With regard to a body mounting bracket 1 , which is attached to a body, a steering column 2 is designed to be displaceable in the axial direction. As shown in Fig. 12 is Darge, elongated discs or plates 3 made of high-friction materials are attached to both side surfaces of a column shaft bearing 2 a of the steering column 2 by means of screws. As shown in FIG. 11A, disks 5 made of high-friction material are provided within a clamping device 4 of the type with a cam mechanism, each of which is opposite to the disks 3 made of high-friction material.

A fastening bolt 6 of the clamping device 4 extends through elongated openings 7 of the elongated disks 3 made of high-friction material and through round openings 8 of the disks 5 made of high-friction material. In the discs 3 made of high-friction material and the discs 5 made of high-friction material, the high-friction material has a thickness of 1 mm; each disc 3 and disc 5 has a reinforcing disc of approximately 1 mm in thickness.

In this example, when clamping via the clamping device 4, the pillar shaft bearing 2 a on the body mounting bracket due to the use of the plates 3 made of high friction material and the disks 5 made of high friction material, so that the holding force (pressure contact force) of the steering column on the Body can be increased significantly. In addition, since no large number of metallic friction disks are used, the material costs, the processing costs and the assembly costs can be greatly reduced. In addition, the space required for the column holding device can be reduced.
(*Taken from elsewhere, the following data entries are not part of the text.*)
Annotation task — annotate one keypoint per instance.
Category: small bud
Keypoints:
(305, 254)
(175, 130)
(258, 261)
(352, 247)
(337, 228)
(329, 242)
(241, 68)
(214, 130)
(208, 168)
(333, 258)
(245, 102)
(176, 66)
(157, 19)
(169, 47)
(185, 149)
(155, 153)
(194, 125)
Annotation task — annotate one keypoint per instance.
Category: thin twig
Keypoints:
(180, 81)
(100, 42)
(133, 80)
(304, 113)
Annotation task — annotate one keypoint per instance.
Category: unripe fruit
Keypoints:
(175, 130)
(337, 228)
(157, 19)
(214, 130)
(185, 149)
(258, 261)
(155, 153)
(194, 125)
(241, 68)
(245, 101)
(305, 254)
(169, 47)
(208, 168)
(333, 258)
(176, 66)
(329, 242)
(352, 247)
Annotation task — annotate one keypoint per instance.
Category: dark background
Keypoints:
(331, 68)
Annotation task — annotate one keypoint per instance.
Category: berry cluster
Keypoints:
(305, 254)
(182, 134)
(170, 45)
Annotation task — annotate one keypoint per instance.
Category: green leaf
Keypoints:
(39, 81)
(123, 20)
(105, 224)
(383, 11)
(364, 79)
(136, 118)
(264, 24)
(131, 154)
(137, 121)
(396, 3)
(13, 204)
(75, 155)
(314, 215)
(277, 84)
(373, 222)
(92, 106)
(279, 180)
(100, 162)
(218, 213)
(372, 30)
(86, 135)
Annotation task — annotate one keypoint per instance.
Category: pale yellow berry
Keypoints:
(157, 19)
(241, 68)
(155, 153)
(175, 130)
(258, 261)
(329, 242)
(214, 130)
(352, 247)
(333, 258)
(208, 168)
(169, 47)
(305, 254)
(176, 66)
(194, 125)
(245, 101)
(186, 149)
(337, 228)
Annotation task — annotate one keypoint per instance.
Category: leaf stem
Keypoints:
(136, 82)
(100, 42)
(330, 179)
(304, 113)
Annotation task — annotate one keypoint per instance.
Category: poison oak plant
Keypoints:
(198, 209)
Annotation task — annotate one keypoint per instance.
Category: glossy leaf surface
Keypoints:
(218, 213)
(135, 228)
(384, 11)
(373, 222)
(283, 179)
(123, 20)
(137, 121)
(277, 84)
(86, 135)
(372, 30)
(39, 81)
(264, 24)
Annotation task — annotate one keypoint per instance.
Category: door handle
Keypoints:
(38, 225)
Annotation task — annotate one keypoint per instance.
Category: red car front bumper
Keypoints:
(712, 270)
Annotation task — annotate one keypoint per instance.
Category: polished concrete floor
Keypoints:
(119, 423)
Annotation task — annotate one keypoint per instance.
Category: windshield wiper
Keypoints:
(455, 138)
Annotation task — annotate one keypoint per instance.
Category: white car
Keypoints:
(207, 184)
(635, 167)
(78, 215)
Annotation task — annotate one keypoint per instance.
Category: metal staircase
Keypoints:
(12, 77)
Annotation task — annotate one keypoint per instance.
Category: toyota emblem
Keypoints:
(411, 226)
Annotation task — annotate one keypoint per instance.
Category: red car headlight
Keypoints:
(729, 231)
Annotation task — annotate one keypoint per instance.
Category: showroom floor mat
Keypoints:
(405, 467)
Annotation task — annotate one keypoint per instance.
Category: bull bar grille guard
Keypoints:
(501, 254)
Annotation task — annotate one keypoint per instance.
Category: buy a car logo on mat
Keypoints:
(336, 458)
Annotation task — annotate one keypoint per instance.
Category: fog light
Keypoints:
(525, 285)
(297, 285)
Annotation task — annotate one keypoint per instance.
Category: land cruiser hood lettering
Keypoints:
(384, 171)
The present invention is not limited to the above described embodiments limits, but different changes and modifications are possible, without departing from the scope of the present invention.

Claims (2)

1. A steering column holding device for a vehicle for firmly holding a column-side element fastened to a tiltable and telescopically displaceable steering column to a body fastening element fastened to a body by means of a clamping device, comprising:
at least one element made of a high-friction material for clamping the column-side element to the body fastening element at the time of fastening the steering column by means of the clamping device. 2. A steering column holding device for a vehicle according to claim 1, wherein the friction coefficient of high friction material is at least 0.45.